= Yagyadutt Sharma (novelist) =

Yagyadutt Sharma (Hindi: यज्ञदत्त शर्मा; 18 January 1916 – 1993) was a Hindi novelist, writer and poet.

Sharma Ji wrote more than 60 novels, 18 Samiksha Granth, 79 books on literature and two poetic works containing pre-historical, historical, social, national subjects.
His writings are taken as a subject for researchers in many colleges and universities.

He received the Soviet Land Nehru Award for his work Shilanyas in 1967, by the then Prime Minister of India Mrs. Indira Gandhi

==Personal life and education==
Born in a Brahmin family of Zamindars, in Faridnagar, Uttar Pradesh, he was a post graduate topper in Hindi literature from Allahabad University (1941).
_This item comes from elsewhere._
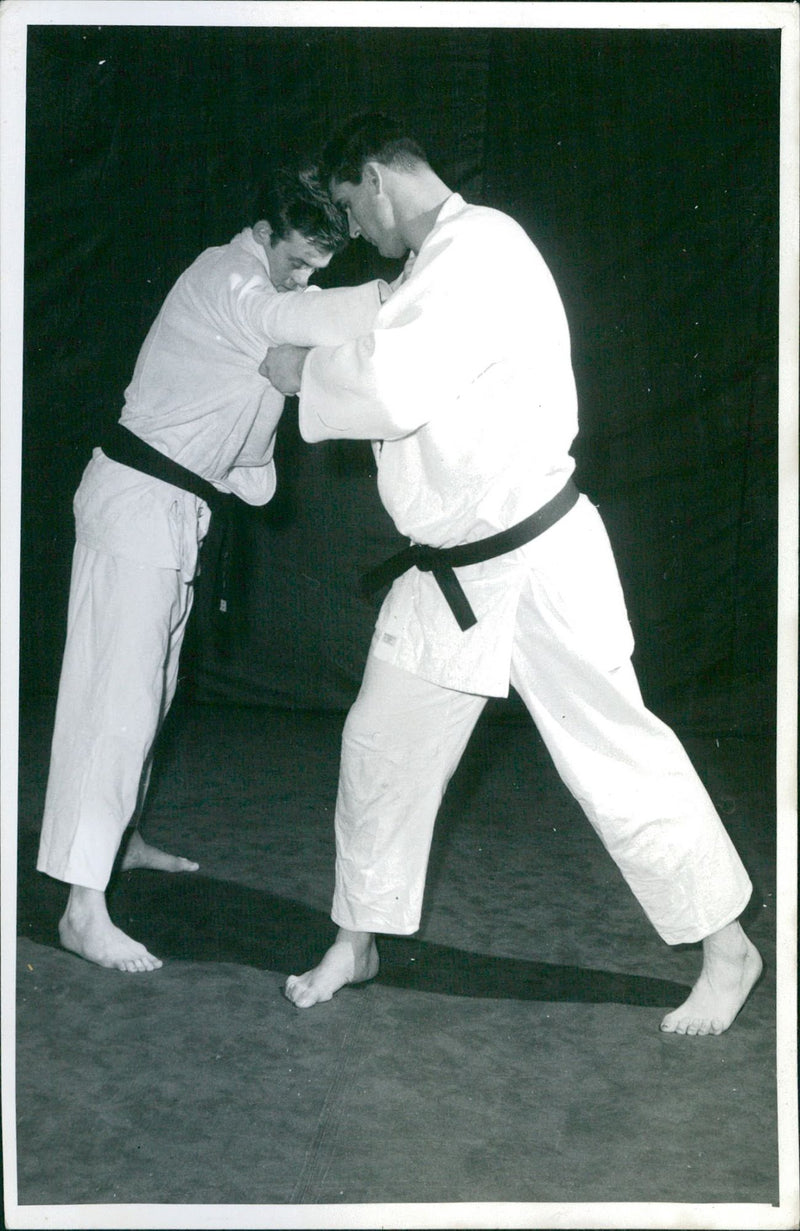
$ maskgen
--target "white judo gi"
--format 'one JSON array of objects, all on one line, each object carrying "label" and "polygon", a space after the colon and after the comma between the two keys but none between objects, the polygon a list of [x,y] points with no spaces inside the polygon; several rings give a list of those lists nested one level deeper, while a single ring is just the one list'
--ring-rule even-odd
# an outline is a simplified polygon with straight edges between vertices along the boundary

He had a love of writing; he shifted to Delhi in 1942 with his patriotic thoughts and non-political writings.

==Awards and honors==
- He was honoured as Chief Literary Advisor of Bharat Sevak Samaj, in 1952 by Chief patron of BSS and prime minister Jawaharlal Nehru
- Awarded Soviet Land Nehru Award for Shilanyas
- UNESCO Award for "Hamari Duniya" non-literary book on children science in 1971.
- Prakashveer Shastri award for Samrat Ashok
- Sahitya Varidhi Award by Uttar Pradesh Government for his contribution in Hindi Literature
- Shilanyas, Taj Mahal, Samrat Ashok, Acharya Chanakya, Dabdaba, Bharat Sevak, Parivaar, Insaan, Nirman Path, Muktipath, Swapna Khil Utha, Chautha Raasta are some of his other award winning works.